А знаете, что еще поганей во всем этом? Нет? Так я скажу… Поганей всего в этой ситуации, что, возможно, возьмись я за этого парня всерьез, потратив на него три, может пять месяцев, делая все по уму и с расстановкой, он скорей всего смог бы жить дальше. И не он один, не он один такой, о котором у меня нет времени позаботиться, и даже уже не десяток тех, кого бы я смог спасти, остановившись, прекратив свой путь и организовав стационарный лагерь.
Какова позиция? Вот вам и грань человечности, паскудство бытия и личной мотивированности идущих мимо. У меня есть цель, у меня дела, мне нужно идти вперед и я не могу… простите… не могу остановиться, чтобы дать вам шанс на жизнь! Мне нужно идти! Мне нужно…
Мерзко, ох мерзко было на душе, и далеко не мне одному. Даже вампиры в своей теперь животной агрессии и жажде крови не могли отринуть былую суть человеческой природы, в себе оставаясь безучастными до конца.

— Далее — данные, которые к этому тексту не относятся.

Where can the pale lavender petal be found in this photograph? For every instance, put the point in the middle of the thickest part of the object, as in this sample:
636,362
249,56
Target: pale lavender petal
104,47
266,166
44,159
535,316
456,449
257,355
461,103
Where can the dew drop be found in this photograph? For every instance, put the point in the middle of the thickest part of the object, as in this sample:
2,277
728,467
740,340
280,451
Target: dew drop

Среди всего этого хладнокровным спокойствием, просто феноменальной выдержкой и способностью абстрагироваться от окружающей действительности, мог только Аль похвастаться, который, надо отдать ему должное, работал не меньше нашего, принося пользы на порядок больше всех нас, вместе взятых. Алхимик, ребята, это мощно. Наши запасы лекарственных препаратов подошли к концу буквально за считаные дни, не хватило и на неделю. И вот тут-то нам на помощь пришел недюжинный интеллект и профессионализм этого паренька, который на походном костре из придорожных растений извлекал такие ингредиенты, что даже я пожимал плечами, признавая его превосходство над мои правоведеньям и основами знаний упорядоченной химии своего мира.

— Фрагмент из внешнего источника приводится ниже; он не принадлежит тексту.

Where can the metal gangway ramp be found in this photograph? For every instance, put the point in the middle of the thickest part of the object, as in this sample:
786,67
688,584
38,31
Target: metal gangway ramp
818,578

К середине третьей недели пути апатия и безразличие настигли и меня. Стало просто все равно, стало пусто в сердце, а в душе наступил покой. Я не могу большего сверх того, что необходимо, не будь здесь и сейчас меня, моей малой толики помощи, даваемой страждущим, на тот свет отправилось бы в разы больше людей, так что винить себя в чужой войне я более не был в силах.
Хотя винить меня и без меня было кому. Это было внезапно пугающе и отрезвляюще страшно. Пошатываясь от усталости, я тащил после практически бессонной ночи целый ворох окровавленных тряпок, распущенных на полоски бинтов, чтобы простирнуть все это в ближайшей речушке. Прачек у нас не было, полное самообслуживание, а после простирывания все это кровавое месиво предстояло еще и выварить, дабы хоть как-то убить инфекционную заразу из загноившихся ран.
Воздух был приятно прохладен, ночью прошелестел по еще плотной, но местами уже желтеющей листве легкий дождик, дышалось сладко и хорошо, так что я довольно быстро добежал до мягкого ската ровной песчаной отмели, где пришлось снимать сапоги и закатывать штанины, чтобы войти в воду. У берега было слишком мелко, и я рисковал измазать бинты придонным илом, а вот зайдя чуть глубже, в довольно уже прохладную воду, тряпки удавалось выстирывать куда как эффективней. Правда, легкое течение размотало окровавленные лоскуты на длинные белесые полосы, которые приходилось придавливать ногой, чтобы их не унесло, но это трепетание ткани на течении сказывалось на качестве моего труда.
Внезапность случившегося, а также моя рассеянность и полное невнимание к предупреждению Мака, имело ошеломляющий эффект. Резкий мощный всплеск холодной воды, этакий бурун водоворота вывернулся мощью волн, заставив меня пошатнуться, а в этот момент тонкие белесые руки из-под воды каменной хваткой вцепились в щиколотки, окончательно сбивая с ног.
Вода захлестнула меня холодной темнотой с головой, я потерял опору, уходя под воду и в панике пытаясь вырваться на поверхность, но ворох бинтов, а также сильные руки упорно тянули меня куда-то прочь в темноту пугающей глубины. Жуткая паника накатила безумством истерики, последний вдох перед погружением был ничтожно мал. Живительного воздуха было катастрофически мало, я как умалишенный пытался отмахиваться руками и ногами, в какой-то момент сквозь мутную толщу воды встретившись взглядом с мелово-белым лицом женщины, бесстрастно смотрящей на мои мучения и своими руками тянущей меня к смерти.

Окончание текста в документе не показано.